Police, election officials manning 2017 polls increased

Tuesday May 09 2017

Police officers watch from a balcony as people wait to vote at Kileleshwa Primary School in Nairobi during the ODM primaries on April 30, 2017. PHOTO | EVANS HABIL | NATION MEDIA GROUP


The number of police officers who will man the August 2017 elections has been doubled to 180,000, up from 95,000 in 2013, as the electoral agency gears up for the start of official campaigns on May 28.

The doubling up of the numbers come just three months before Kenya’s high-stakes and perhaps most competitive elections on August 8.

From next week, a joint team of the Independent Electoral and Boundaries Commission, the police, the Judiciary and the Director of Public Prosecutions will train a total of 383 national trainers in four different locations - Nakuru, Mombasa, Meru and Kisumu - who will in turn be deployed to train the 180,000.

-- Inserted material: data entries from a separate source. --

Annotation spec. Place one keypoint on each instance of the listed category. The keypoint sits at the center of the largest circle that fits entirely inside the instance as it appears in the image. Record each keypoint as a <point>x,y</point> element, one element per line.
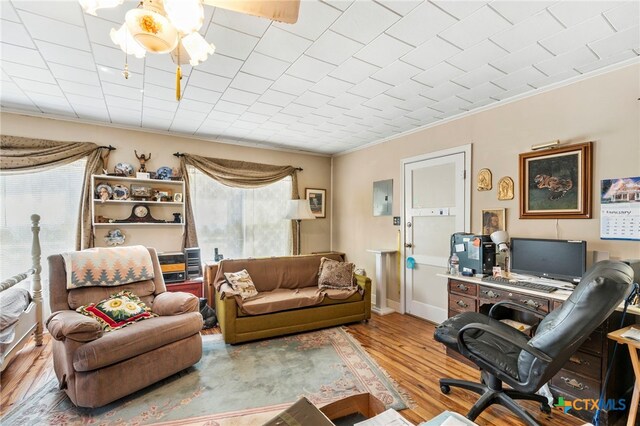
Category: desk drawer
<point>461,287</point>
<point>585,364</point>
<point>577,385</point>
<point>460,303</point>
<point>493,295</point>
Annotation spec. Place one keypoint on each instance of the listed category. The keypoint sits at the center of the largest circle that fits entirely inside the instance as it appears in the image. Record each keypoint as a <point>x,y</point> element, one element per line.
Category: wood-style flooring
<point>401,344</point>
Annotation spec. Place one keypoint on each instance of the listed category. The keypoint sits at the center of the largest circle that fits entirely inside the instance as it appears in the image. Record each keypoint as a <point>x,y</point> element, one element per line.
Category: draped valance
<point>238,174</point>
<point>19,154</point>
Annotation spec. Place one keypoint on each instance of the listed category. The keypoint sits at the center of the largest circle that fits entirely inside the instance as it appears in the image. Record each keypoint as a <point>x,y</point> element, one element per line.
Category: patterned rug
<point>245,384</point>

According to Inspector-General of Police Joseph Boinnet, the role of the special officers will be to enforce the law before, during and after the elections.

“We will be apolitical, impartial and we will apply the law as it is. We will take no nonsense from anybody irrespective of the political affiliation,” Mr Boinnet told participants during the launch of the manual on security elections.



During the recent party nominations, Mr Boinnet said, 23 acts of violence and two deaths were reported countrywide and 62 suspected offenders arrested.

“This was not by chance. It was not by guesswork. It was a product of a multifaceted and multi-agency effort,” he said.

IEBC chairman Wafula Chebukati said the agency had set all its structures to merge with those of other agencies ahead of the polls.

“From the campaigns, the elections, tallying of results, and declaration of winners, there is a potential of violence and we have to be vigilant,” said Mr Chebukati.

Under the law, Mr Chebukati said, the official campaigns will begin on May 28.

“Right now, I am told what is happening now is not campaigns. It is people selling party policies,” said Mr Chebukati, in apparent defence of what has been full-blown presidential campaigns.

He went on: “We have scrapped the 17 regional coordinators and have now employed 47 county election managers to go in sync with the police.”


Deputy Director of Public Prosecutions Dorcas Oduor said the team has trained 105 special prosecutors, who have been deployed across the country.

Justice Msagha Mbogholi, the chairman of the Judiciary Committee on Elections, said 92 special magistrates had been gazetted to hear and determine election disputes.

“We expect an avalanche of petitions, what with the increased interest in the governor and member of county assembly seats. But as a team, we are prepared for these,” said Justice Mbogholi.

For his part, National Cohesion and Integration Commission chairman Francis ole Kaparo said “Kenya should not tolerate troublemakers during the elections.”

“We are telling our politicians: Please let us live so we can vote for you. And after we do, please let us live so you can start delivering for us what you promised,” Mr Kaparo said.